Een opl. met een bekende hoeveelheid oxaalzuur wordt in een zuur milieu bij verhoogde temperatuur geoxideerd met een kaliumpermagnatopl.. Bij deze reactie zijn Mn²+ ionen kathalysator.
Ik heb op school een potje gekregen met een hoeveelheid oxaalzuur en moet kijken hoeveel er in dat potje zit.
werkwijze
breng de hoeveelheid over in een bekerglas van 100mL en los op in ca. 40 mL water. Breng de oplossing over in een maatkolf van 100 mL vul aan en homogeniseer.
( de oplossing zit nu dus in 100mL)
pepiteer 25 mL van deze oplossing in een erlenmeyer van 250 mL, verdun tot ca. 100 mL en voeg 25 mL zwavelzuur toe. verwarm nu tot ca. 80 graden celcius.

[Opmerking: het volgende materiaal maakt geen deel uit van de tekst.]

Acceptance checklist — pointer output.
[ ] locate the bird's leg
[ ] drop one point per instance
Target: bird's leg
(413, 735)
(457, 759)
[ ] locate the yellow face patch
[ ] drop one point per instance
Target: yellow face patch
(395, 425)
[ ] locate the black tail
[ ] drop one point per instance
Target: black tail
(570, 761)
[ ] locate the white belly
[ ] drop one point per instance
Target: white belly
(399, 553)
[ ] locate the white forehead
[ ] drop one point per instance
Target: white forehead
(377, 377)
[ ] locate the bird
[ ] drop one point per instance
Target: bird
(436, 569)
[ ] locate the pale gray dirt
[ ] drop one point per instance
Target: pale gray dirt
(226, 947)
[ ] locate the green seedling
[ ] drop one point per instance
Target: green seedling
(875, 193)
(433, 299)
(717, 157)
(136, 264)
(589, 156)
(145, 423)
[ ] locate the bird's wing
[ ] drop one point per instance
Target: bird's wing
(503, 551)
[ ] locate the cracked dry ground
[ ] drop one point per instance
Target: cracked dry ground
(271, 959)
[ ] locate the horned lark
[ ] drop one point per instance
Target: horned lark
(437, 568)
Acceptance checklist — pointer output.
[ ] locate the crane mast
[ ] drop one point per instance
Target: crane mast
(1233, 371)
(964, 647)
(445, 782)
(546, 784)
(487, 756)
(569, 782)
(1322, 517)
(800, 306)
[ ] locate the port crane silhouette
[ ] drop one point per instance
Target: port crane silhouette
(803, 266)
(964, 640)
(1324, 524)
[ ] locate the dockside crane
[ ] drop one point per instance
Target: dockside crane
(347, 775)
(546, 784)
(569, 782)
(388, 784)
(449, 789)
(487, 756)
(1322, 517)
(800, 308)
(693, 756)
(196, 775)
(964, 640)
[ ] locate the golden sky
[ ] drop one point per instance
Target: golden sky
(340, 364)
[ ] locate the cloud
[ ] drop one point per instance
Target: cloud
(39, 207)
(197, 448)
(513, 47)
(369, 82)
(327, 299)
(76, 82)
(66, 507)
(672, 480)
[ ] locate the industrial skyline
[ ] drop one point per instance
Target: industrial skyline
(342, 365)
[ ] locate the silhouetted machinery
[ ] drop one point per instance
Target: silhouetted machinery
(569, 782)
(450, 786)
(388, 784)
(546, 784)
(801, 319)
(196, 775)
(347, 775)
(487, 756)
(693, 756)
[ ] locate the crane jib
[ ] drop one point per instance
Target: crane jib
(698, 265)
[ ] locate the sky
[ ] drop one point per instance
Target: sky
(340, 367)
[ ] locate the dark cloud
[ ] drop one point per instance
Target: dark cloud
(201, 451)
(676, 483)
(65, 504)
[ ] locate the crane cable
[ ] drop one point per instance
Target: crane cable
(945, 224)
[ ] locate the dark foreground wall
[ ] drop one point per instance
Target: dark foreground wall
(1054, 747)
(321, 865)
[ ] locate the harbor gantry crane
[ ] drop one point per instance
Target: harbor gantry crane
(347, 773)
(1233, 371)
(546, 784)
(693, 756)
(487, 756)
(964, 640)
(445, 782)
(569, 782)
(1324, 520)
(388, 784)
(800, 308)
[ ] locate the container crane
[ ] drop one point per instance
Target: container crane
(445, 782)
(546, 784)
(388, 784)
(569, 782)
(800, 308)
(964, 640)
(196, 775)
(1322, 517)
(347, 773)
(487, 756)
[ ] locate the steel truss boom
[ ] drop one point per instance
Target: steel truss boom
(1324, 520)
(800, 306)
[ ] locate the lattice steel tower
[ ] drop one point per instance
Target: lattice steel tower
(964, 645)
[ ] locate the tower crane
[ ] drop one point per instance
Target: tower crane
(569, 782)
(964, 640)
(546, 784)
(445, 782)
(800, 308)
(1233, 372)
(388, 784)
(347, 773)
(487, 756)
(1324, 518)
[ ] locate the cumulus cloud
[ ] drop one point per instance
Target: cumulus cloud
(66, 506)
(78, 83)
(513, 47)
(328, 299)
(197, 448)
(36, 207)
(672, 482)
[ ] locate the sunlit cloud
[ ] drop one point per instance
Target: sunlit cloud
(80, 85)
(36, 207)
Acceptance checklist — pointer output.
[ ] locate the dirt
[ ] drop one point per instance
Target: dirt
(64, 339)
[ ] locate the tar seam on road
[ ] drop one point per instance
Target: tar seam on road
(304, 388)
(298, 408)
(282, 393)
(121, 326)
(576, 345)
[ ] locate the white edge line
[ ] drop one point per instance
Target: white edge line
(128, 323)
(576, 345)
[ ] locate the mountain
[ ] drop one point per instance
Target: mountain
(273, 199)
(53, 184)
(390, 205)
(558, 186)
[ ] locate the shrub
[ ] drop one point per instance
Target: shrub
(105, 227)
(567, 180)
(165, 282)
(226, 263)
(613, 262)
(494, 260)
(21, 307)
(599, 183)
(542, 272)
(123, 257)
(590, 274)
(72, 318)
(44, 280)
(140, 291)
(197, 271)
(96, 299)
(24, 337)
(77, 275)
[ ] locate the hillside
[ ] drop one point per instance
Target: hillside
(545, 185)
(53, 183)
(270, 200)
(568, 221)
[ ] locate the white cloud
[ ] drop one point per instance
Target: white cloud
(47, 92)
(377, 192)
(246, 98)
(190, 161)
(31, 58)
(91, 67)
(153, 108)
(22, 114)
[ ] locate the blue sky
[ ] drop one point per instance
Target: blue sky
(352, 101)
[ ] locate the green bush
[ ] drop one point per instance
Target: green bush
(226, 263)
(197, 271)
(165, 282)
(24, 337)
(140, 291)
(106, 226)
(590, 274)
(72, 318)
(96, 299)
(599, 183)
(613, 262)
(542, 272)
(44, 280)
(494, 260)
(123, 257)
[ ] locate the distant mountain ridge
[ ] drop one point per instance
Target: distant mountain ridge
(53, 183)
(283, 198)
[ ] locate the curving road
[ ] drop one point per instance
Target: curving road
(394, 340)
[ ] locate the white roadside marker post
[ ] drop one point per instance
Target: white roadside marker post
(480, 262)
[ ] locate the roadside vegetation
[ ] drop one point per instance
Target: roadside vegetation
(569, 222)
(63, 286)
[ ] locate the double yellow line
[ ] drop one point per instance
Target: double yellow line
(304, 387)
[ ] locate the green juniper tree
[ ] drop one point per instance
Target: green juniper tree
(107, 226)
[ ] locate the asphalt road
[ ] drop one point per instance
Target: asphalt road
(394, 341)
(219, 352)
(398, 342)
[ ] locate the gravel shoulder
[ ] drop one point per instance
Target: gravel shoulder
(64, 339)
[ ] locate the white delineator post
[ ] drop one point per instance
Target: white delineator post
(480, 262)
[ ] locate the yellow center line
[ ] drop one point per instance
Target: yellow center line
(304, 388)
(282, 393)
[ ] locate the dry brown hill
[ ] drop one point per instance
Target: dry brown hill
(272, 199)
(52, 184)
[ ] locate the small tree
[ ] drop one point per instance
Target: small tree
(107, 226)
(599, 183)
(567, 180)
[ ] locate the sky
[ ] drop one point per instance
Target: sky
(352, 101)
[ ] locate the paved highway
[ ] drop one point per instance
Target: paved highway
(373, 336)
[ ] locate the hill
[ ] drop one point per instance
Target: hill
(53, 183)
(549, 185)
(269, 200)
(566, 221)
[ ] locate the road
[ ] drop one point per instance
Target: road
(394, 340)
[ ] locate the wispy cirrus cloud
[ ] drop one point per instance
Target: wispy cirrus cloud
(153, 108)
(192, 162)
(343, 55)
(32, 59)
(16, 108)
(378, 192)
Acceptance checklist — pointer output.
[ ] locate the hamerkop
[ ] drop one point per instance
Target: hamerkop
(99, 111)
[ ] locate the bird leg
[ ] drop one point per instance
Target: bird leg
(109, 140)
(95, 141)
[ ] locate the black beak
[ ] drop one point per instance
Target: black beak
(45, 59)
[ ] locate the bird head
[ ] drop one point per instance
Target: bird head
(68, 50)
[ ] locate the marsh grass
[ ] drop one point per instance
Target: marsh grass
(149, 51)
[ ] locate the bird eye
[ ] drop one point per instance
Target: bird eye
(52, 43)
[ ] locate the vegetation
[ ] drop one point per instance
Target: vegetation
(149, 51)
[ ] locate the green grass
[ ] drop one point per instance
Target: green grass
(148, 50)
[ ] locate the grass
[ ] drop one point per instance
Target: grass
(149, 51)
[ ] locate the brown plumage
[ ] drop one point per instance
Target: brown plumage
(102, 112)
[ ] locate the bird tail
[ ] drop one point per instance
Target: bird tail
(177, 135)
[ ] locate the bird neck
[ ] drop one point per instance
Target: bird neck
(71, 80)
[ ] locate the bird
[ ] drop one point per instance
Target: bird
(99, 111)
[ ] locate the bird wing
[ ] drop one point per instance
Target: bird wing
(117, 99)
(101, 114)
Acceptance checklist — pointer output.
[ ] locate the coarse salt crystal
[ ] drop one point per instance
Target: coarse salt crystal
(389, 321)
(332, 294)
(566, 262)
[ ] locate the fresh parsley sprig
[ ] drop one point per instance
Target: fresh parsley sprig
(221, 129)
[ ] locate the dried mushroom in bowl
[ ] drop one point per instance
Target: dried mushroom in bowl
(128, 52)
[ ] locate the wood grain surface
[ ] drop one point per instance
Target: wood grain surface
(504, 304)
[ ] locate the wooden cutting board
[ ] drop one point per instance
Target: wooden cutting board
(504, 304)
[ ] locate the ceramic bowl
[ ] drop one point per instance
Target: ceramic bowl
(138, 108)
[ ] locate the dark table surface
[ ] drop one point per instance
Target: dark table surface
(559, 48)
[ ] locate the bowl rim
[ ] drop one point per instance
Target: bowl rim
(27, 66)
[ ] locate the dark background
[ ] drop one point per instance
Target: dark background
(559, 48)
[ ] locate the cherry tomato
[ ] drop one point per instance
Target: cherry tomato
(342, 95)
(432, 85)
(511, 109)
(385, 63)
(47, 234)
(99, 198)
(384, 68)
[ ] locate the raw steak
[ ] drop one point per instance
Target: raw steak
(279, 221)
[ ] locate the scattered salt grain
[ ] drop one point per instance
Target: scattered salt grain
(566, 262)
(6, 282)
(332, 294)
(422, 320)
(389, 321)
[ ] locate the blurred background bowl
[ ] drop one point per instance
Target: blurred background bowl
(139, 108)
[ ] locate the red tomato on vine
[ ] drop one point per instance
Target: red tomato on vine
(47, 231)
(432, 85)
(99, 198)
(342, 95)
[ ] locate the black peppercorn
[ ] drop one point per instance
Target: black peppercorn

na dit gedaan te hebben heb ik de oplossing getitreerd met kaliumpermagnaatopl.
van de kaliumpermagnaatopl. heb ik 20,50 mL nodig gehad.
a) geef de vergelijking van de reactie die tijdens de titratie verloopt.
b) waarom moet de oplossing aangezuurd worden?
c)moet de hoeveelheid zwavelzuur nauwkeurig afgemeten worden?
d) moet er een indicator worden gebruikt?
e) welke kleuromslag neemt men waar?
f) waarom moet de oplossing tot 80 graden verhoogd worden?
g)waarom mag je aan het begin van de titratie niet te snel kaliumpermagnaat toevoegen?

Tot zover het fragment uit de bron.